The U.S. is losing its dominance in science and technology, according to William J. Broad’s article in the New York Times earlier this week. The article looked at the percentage of awards (such as Nobel Prizes in science), published papers, and issued U.S. patents that go to Americans, and found that the U.S. share had declined significantly.

Although the trend is real, the article does oversell it. For example, the graph that appears at the top shows the number of papers published in physics journals, by the author’s country of origin. Classifying based on country of origin undercounts American scientists, many of whom were born in other countries. Bear in mind, too, that the U.S. lead is smaller in mature fields like physics than it is in developing fields like computer science, so focusing mainly on mature fields will make the U.S. position look worse than it really is.

Yet even by more careful measures, the consensus seems to be that the overall U.S. lead is narrowing. What are the implications of this for Americans?

It all depends on whether you see science and technology as a zero-sum game. If you view science and technology as instruments of national power (both hard military power and soft cultural power), then technical advancement is a zero-sum game and what matters most is how we compare to other countries. But if you see science and technology as creating knowledge and prosperity that diffuse out to the population as a whole, then technical advancement is not a zero-sum game, and you should welcome the flow of knowledge across borders – in both directions. Both views have some validity.

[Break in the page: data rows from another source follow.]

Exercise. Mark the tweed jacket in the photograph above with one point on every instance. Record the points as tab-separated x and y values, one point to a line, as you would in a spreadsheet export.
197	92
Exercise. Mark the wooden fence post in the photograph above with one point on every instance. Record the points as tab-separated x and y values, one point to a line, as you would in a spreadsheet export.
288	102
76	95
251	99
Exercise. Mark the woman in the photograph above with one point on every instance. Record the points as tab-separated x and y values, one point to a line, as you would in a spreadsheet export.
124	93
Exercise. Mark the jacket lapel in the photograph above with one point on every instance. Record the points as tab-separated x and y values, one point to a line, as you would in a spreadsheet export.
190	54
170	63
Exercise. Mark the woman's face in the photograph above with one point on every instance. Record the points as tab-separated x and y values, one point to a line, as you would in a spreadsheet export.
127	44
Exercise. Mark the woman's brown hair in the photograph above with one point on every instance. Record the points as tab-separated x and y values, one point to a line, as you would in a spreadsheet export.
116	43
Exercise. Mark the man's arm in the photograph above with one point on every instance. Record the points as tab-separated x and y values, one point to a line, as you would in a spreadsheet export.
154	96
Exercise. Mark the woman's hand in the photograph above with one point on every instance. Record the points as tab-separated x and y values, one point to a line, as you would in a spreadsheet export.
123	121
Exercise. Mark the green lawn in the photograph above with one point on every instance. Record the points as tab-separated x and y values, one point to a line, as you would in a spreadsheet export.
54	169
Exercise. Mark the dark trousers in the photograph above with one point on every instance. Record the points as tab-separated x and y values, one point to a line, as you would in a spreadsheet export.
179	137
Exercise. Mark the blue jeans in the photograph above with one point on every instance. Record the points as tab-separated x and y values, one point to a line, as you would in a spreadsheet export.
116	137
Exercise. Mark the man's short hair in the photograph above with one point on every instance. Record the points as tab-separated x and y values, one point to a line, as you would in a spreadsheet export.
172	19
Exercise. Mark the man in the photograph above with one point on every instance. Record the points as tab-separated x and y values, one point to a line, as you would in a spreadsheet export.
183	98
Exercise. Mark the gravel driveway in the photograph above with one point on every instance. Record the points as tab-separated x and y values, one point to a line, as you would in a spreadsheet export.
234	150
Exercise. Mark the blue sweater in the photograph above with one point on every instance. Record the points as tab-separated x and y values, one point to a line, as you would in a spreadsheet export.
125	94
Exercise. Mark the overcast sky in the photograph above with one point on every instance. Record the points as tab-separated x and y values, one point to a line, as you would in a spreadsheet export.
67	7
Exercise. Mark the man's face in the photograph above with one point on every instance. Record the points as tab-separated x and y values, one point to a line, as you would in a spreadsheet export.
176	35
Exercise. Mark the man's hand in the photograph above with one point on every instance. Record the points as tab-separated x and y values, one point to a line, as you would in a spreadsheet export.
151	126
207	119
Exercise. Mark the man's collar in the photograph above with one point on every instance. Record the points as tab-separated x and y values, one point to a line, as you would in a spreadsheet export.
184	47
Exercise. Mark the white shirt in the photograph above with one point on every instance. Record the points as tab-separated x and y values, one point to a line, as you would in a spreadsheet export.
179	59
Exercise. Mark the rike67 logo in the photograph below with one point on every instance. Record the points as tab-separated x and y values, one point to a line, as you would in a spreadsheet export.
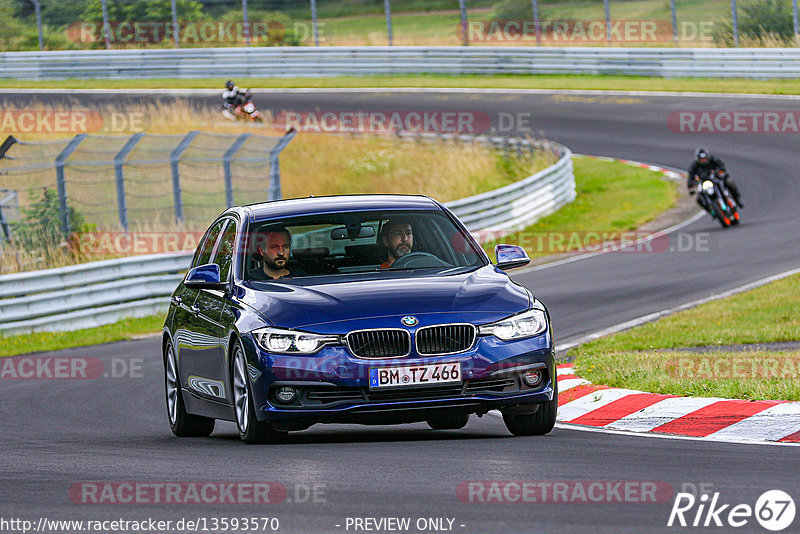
774	510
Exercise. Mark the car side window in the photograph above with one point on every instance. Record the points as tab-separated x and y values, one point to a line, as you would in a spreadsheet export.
207	247
224	255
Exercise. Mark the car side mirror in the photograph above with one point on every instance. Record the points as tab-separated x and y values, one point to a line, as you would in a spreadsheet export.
204	277
511	256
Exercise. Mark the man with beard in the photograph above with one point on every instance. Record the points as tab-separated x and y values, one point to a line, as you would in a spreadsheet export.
274	245
398	238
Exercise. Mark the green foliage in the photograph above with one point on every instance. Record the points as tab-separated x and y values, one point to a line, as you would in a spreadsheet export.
514	10
512	166
281	29
143	11
39	228
761	22
10	27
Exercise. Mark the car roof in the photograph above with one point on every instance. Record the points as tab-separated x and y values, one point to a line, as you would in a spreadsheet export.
336	204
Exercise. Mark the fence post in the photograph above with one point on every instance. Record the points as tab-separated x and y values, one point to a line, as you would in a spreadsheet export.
226	167
106	27
536	25
462	4
274	167
38	8
4	226
674	21
8	143
176	177
175	29
61	184
388	10
119	161
314	22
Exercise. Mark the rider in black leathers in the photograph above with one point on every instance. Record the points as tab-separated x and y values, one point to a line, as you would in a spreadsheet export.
702	167
232	96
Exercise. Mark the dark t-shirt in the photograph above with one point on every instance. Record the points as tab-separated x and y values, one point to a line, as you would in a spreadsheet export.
261	276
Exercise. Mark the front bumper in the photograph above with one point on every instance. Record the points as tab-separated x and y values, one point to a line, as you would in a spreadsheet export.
333	385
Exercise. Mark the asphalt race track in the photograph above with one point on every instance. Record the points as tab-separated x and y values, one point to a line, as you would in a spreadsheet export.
58	433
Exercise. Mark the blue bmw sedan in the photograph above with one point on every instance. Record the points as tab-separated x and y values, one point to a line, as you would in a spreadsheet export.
372	309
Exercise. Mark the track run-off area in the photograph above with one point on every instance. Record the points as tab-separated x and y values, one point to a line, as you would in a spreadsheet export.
59	435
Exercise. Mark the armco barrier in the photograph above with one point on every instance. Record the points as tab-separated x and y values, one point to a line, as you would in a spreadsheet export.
756	63
92	294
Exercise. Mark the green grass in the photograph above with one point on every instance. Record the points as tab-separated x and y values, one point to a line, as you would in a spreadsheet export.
770	313
775	374
611	198
553	82
52	341
592	177
762	315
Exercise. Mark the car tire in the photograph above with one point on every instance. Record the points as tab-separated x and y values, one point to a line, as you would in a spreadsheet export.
251	430
448	422
535	424
182	424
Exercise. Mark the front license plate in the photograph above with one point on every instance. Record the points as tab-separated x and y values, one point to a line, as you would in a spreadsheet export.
415	375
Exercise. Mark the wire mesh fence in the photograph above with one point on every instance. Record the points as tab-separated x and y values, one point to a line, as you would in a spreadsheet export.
138	181
81	24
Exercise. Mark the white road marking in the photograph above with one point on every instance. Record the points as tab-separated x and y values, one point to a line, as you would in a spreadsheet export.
661	412
591	402
570	383
772	424
416	90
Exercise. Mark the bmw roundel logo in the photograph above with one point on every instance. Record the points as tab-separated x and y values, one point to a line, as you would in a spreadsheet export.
409	320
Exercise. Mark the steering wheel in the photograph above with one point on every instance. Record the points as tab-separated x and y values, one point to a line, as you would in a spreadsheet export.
419	260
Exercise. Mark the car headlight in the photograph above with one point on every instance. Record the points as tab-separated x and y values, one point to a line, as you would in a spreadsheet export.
526	324
291	341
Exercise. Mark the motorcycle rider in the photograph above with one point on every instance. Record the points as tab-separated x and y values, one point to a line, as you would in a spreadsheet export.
702	167
232	96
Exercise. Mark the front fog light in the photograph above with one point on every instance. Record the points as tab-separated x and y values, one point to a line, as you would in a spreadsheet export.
285	395
533	378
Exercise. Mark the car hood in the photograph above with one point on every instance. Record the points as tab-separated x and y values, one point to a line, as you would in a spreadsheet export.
378	300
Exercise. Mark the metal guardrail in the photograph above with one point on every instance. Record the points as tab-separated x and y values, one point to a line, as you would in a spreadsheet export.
370	60
92	294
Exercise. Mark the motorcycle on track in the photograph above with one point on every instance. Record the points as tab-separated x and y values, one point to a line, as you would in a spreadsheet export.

The clash between these two views seems most extreme in immigration policy. As I noted above, immigration has been a big contributor to the quality of U.S. science. But now, more than any time I can remember, U.S. immigration policy is suspicious of foreigners, and especially those who want to work in technical fields. Regardless of the wisdom of this policy – and I think it is tilted too far toward suspicion – we have to recognize the price we pay by adopting it (not to mention the price paid by the overwhelming majority of would-be immigrants from whom we have nothing to fear). Overseas applications to U.S. graduate schools in computer science and other technical fields seem to have dropped sharply this year; and that’s a very bad sign.

I’m glad to see that the health of our technical communities is starting to become more of a national priority. In today’s climate, national competitiveness will be an increasingly effective argument against over-regulation of technology. And after nearly a decade of seeing parts of my technical field turned into legal and regulatory minefields, I would like nothing more than to have the tide turn so that policymakers think about how to make technologists’ jobs easier rather than harder.

California Decertifies Touch-Screen Voting

Looks like I missed the significance of this story last week (by Kim Zetter at Wired News). California Secretary of State Kevin Shelley decertified all touch-screen voting machines, not just the Diebold systems whose decertification had been recommended by the state’s voting-systems panel.

Some counties may be able to get their machines recertified if they can meet a set of security requirements: the machines must be certified by the Federal government, provide a voter-verified paper trail, have a security plan that meets certain criteria, have source code disclosed to the Secretary of State and his designees (subject to reasonable confidentiality provisions), have a documented development process, no be modified at the last minute, have no network connections (including Internet, wireless, or phone connections), and a few other requirements.

Shelley condemned Diebold’s actions in California, calling them “despicable” and “deceitful tactics”. He referred evidence of possible fraud by Diebold to the state Attorney General’s office.

In a related story, Ireland recently decided not to use e-voting in their next election, due to security concerns.